"For the flowers now, that, frighted, thou lett'st fall
From Dis's wagon! daffodils,
That come before the swallow dares ..."

And Florizel, wondering at her with his young admiring eyes, answers in the same strain:

"When you speak, sweet,
I'd have you do it ever; when you sing,
I'd have you buy and sell so; so give alms;
Pray so; and, for the ordering your affairs,
To sing them too: when you do dance, I wish you
A wave o' the sea, that you might ever do
Nothing but that."

Very different is the old shepherd's tone; though kindly, it is quite conformable to his estate and situation:

"Fie, daughter! when my old wife lived, upon
This day she was both pantler, butler, cook,
Both dame and servant; welcomed all, served all,
Would sing her song, and dance her turn; now here,
At upper end o' the table, now i' the middle;
On his shoulder and his; her face o' fire
With labour, and the thing she took to quench it,
She would to each one sip. You are retired,
As if you were a feasted one, and not
The hostess of the meeting."

Never has the language of country people been better transferred to literature; their manners, tone, and language in Shakespeare have remained true to nature even to the present day, so much so that it is difficult, while writing, not to think of harvest and vintage scenes, which every year brings round again in our French valleys, and the sort of kindly talk very similar to the old shepherd's that many of us remember, as well as I do, to have heard in the country, from peasant associates in early days. This unsurpassed fidelity to nature is the more remarkable as it dates from the Arcadian times of English literature, days that were to last long, even down to the time of Pope and of Thomson himself, to stop at Burns, when at last a deeper, if not truer, note was to be struck.

But with regard to mere facts, Shakespeare was in no way more careful than Greene, and he seems to have known, and it was in fact visible enough, the greediness of his public to be such that, ostrich like, they would swallow anything. He, therefore, changed very little. In Greene, ships "sail into Bohemia," a feat that cannot be repeated to-day; the Queen is tried by a jury "panelled" for that purpose; the nobles go "to the isle of Delphos, there to enquire of the oracle of Apollo whether she had committed adultery." Very much the same things happen in Shakespeare. The survival of Hermione is his own invention; in Greene she dies for good at the beginning of the novel, when she hears of the death of her son. With the same aptitude to die for no other cause than to improve a story, Pandosto dies also in Greene's tale: he remembered his faults and "fell in a melancholie fit, and to close up the comedie with a tragicall stratageme he slewe himselfe." Merry and tragical! But otherwise Dorastus and Fawnia would have had to wait before becoming king and queen, and such a waiting was against the taste of the time and the rules of novel writing.

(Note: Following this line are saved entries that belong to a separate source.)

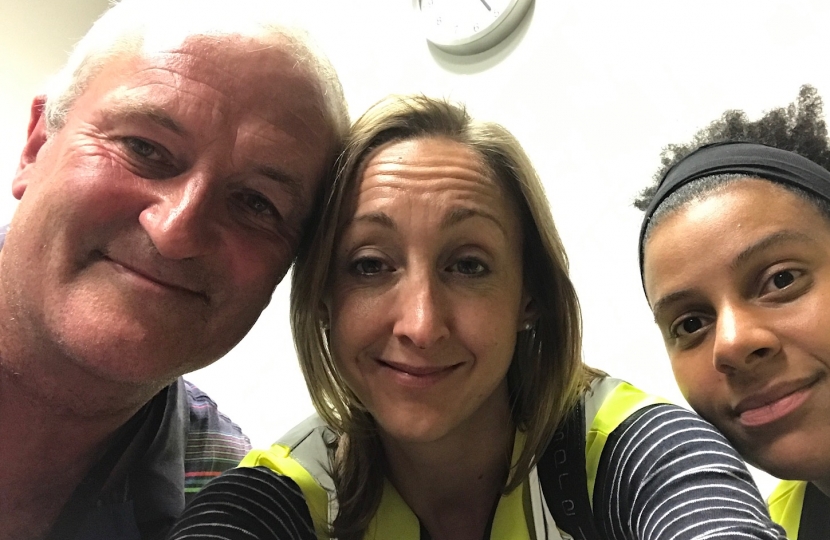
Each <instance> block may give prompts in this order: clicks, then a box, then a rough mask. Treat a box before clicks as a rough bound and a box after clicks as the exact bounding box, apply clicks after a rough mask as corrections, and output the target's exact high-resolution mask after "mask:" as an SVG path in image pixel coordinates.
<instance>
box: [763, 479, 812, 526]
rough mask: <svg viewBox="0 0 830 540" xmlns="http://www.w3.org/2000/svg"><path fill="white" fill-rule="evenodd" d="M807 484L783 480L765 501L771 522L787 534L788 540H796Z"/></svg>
mask: <svg viewBox="0 0 830 540" xmlns="http://www.w3.org/2000/svg"><path fill="white" fill-rule="evenodd" d="M806 489H807V482H802V481H800V480H783V481H781V482H780V483H779V484H778V485H777V486H776V487H775V489H774V490H773V492H772V494H771V495H770V496H769V499H768V500H767V505H768V506H769V513H770V517H772V520H773V521H774V522H776V523H778V524H779V525H781V526H782V527H784V530H785V531H786V532H787V538H789V540H797V539H798V527H799V525H800V523H801V508H802V507H803V506H804V492H805V490H806Z"/></svg>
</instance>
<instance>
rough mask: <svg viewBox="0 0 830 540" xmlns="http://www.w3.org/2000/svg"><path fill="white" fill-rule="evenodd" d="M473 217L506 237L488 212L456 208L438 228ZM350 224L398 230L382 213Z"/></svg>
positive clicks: (468, 208)
mask: <svg viewBox="0 0 830 540" xmlns="http://www.w3.org/2000/svg"><path fill="white" fill-rule="evenodd" d="M474 217H482V218H485V219H488V220H490V221H492V222H493V223H495V224H496V226H497V227H498V228H499V229H500V230H501V231H502V233H503V234H504V235H505V236H507V230H506V229H505V228H504V225H502V223H501V222H500V221H499V220H498V219H497V218H496V217H495V216H494V215H492V214H490V213H488V212H483V211H481V210H476V209H472V208H456V209H454V210H452V211H451V212H450V213H449V214H447V215H446V216H444V219H442V220H441V225H440V228H441V230H442V231H444V230H447V229H449V228H450V227H452V226H453V225H457V224H458V223H460V222H462V221H464V220H467V219H471V218H474ZM352 222H353V223H357V222H368V223H376V224H378V225H381V226H382V227H386V228H388V229H391V230H393V231H397V230H398V226H397V225H395V222H394V221H393V220H392V218H391V217H389V215H388V214H385V213H384V212H369V213H368V214H361V215H359V216H357V217H355V218H354V219H353V220H352Z"/></svg>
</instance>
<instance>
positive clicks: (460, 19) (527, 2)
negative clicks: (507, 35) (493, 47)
mask: <svg viewBox="0 0 830 540" xmlns="http://www.w3.org/2000/svg"><path fill="white" fill-rule="evenodd" d="M415 1H416V6H417V8H418V10H420V12H421V16H422V18H423V24H424V25H425V27H426V34H427V39H428V40H429V41H431V42H432V43H434V44H436V45H437V46H439V47H441V48H444V49H447V50H450V51H451V52H460V53H471V52H478V51H481V50H484V49H486V48H489V47H492V46H493V45H495V44H496V43H498V42H499V41H501V40H502V39H504V38H505V37H506V36H507V35H508V34H509V33H510V32H511V31H512V30H513V29H514V28H515V27H516V26H518V24H519V22H520V21H521V20H522V17H523V16H524V14H525V12H526V11H527V8H528V7H529V6H530V4H531V3H532V0H415Z"/></svg>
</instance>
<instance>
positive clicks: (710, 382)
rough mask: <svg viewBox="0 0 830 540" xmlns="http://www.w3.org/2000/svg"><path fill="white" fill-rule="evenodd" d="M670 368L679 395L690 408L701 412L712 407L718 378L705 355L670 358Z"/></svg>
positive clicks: (716, 388)
mask: <svg viewBox="0 0 830 540" xmlns="http://www.w3.org/2000/svg"><path fill="white" fill-rule="evenodd" d="M671 366H672V371H673V372H674V378H675V380H676V381H677V386H678V388H679V389H680V393H681V394H682V395H683V397H684V398H685V399H686V401H688V402H689V405H691V406H692V408H694V409H695V410H702V409H706V408H707V407H708V406H711V405H714V397H715V395H716V393H717V385H718V379H719V378H720V377H719V374H718V372H717V371H716V370H715V368H714V367H713V365H712V362H711V360H710V359H709V358H708V357H707V356H706V355H705V354H701V355H698V356H696V357H688V356H686V355H684V357H682V358H671Z"/></svg>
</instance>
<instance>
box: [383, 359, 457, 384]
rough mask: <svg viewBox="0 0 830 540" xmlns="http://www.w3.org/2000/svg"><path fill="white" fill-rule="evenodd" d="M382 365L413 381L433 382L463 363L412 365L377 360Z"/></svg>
mask: <svg viewBox="0 0 830 540" xmlns="http://www.w3.org/2000/svg"><path fill="white" fill-rule="evenodd" d="M377 363H378V364H380V365H381V366H383V367H385V368H388V369H390V370H391V371H393V372H395V373H396V374H399V375H401V376H403V377H404V378H406V379H411V380H412V382H420V383H427V384H429V383H432V382H437V381H438V380H440V379H442V378H443V377H445V376H446V375H449V374H450V373H452V372H453V371H455V369H456V368H457V367H459V366H460V365H461V364H453V365H451V366H411V365H408V364H401V363H398V362H389V361H386V360H377Z"/></svg>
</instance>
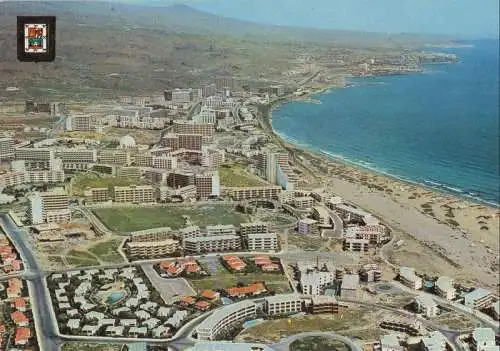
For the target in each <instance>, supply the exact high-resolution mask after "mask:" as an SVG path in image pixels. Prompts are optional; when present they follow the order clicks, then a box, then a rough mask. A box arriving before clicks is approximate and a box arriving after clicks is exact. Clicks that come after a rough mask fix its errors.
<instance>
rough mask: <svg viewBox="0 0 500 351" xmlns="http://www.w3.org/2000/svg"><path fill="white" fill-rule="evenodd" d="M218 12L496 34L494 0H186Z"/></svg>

Such as it is, Greene's tale had an extraordinary success. While Shakespeare's drama was not printed, either in authentic or pirated shape, before the appearance of the 1623 folio, the prose story had a number of editions throughout the seventeenth century and even, under one shape or another, throughout the eighteenth. It was printed as a chap-book during this last period, and in this costume began a new life. It was turned into verse in 1672, under the title, "Fortune's tennis ball: or the most excellent history of Dorastus and Fawnia, rendred into delightful english verse";[138] it begins with this "delightful" invocation:

"Inspire me gentle love and jealousie,
Give me thy passion and thy extasie,
While to a pleasant ayr I strik the strings
Singing the fates of lovers and of kings."

But the highest and most extraordinary compliment to Greene's performance was its translation into French, not only once, as has been said, but twice. The first time was at a moment when the English language and literature were practically unknown and as good as non-extant to French readers. It appeared in 1615, and was dedicated to "très haute and très illustre princesse, Madame Christine Sœur du Roy."[139] The second translation, that has never yet been noticed, was made at a time when France had a novel literature of its own well worth reading, and when Boileau had utterly routed and discomfited the writers of romantic and improbable tales. Nevertheless, it was thought that a public would be found in Paris for Greene's novel, and it was printed accordingly in French in 1722, this time adorned with engravings.[140] They show "Doraste" dressed as a marquis of Louis XV.'s time; while "Pandolphe" wears a flowing wig under his cocked hat, and sits on a throne in rococo style. A copy of the book was purchased for the royal library, and is still to be seen at the Bibliothèque Nationale in Paris, with the crown and cipher of his Most Christian Majesty on the cover.